You don't need to move the world - just your thumbs
For the month of March, NFI’s Dad Email
is featuring tips and advice on how dads can use technology to help them build their relationships with their kids. Check out the resources from our “Tech Savvy Daddy” campaign here
, which we’ll be updating with more information every week this month.
Last week, our focus was on “Mobile Connections,” or using text messaging to connect with teens. A recent Pew Research Study
found that 75% of teens have a cell phone. Most of them have text messaging capability, and boy do they use it! 54% of teens texted their friends daily in 2010 (skyrocketing from only 38% who texted daily in 2008!). One out of three send more than 100 text messages daily!
For those of you who are fathers of teenagers, you probably feel like their thumbs are glued to their phone. But, as our Dad Email last week
pointed out, if texting is teenagers’ primary means of communicating, why not speak their language? We put together a list of text messages that dads can send their teens to encourage them and build their relationship. Check it out here
I work with a group of high school students at my church, and I quickly figured out that texting is the most effective way to communicate with them. When we were writing the suggestions of text messages for dads, I sent a text to the teens I know and asked them, “What’s a meaningful text message your dad could send you that would help build your relationship?” If we’re trying to help dads connect with their teens, why not get advice from them?
Here’s what I got back:
- just check in and see how i was doing
- maybe like i love u just wanted to remind u
- probably a Bible verse or just a note that told me to hang in there, or an invitation to spend time with him. That always means a lot to me. :)

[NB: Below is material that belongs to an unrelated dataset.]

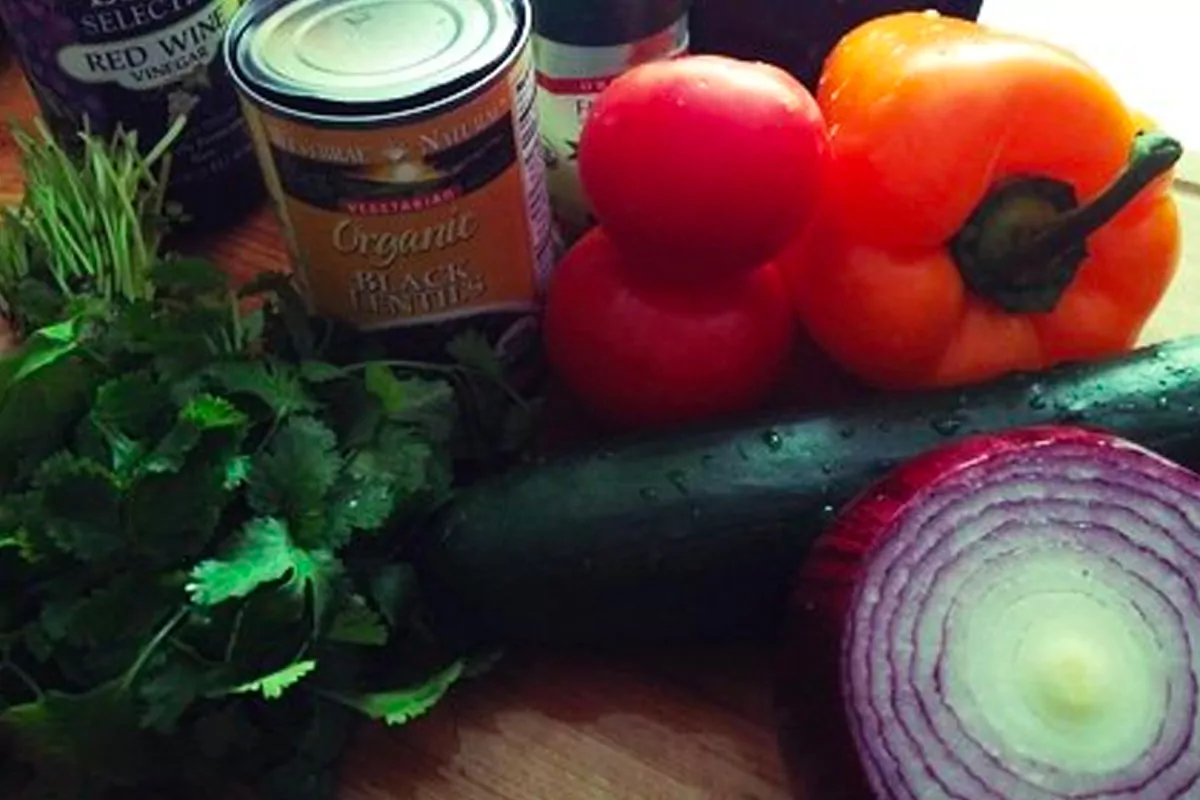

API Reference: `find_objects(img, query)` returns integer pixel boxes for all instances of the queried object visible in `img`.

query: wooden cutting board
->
[0,51,1200,800]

The point I got out of this is, dads: it’s simple. Your kids don’t need something incredibly profound from you. They just want to know that you’re thinking about them, that you love them, and that you want to spend time with them. (As busy as your teenagers are, they actually do want to spend time with you, too.)
One text I got back from a teen whose dad is not very involved hit on a much deeper issue. What would be meaningful for this teenager would be “for him to realize what he has put me through and to want to change that.” Clearly, there are years of hurt that need to be undone in this relationship and a couple text messages aren’t going to do much, but I think a little effort on the part of this dad to move closer to his child would do a lot.
I think that’s true for any dad-teen relationship, no matter how good or bad it is. A little investment in your teen’s life will go a long way. Even if it’s as simple as a text message to say “I love you.”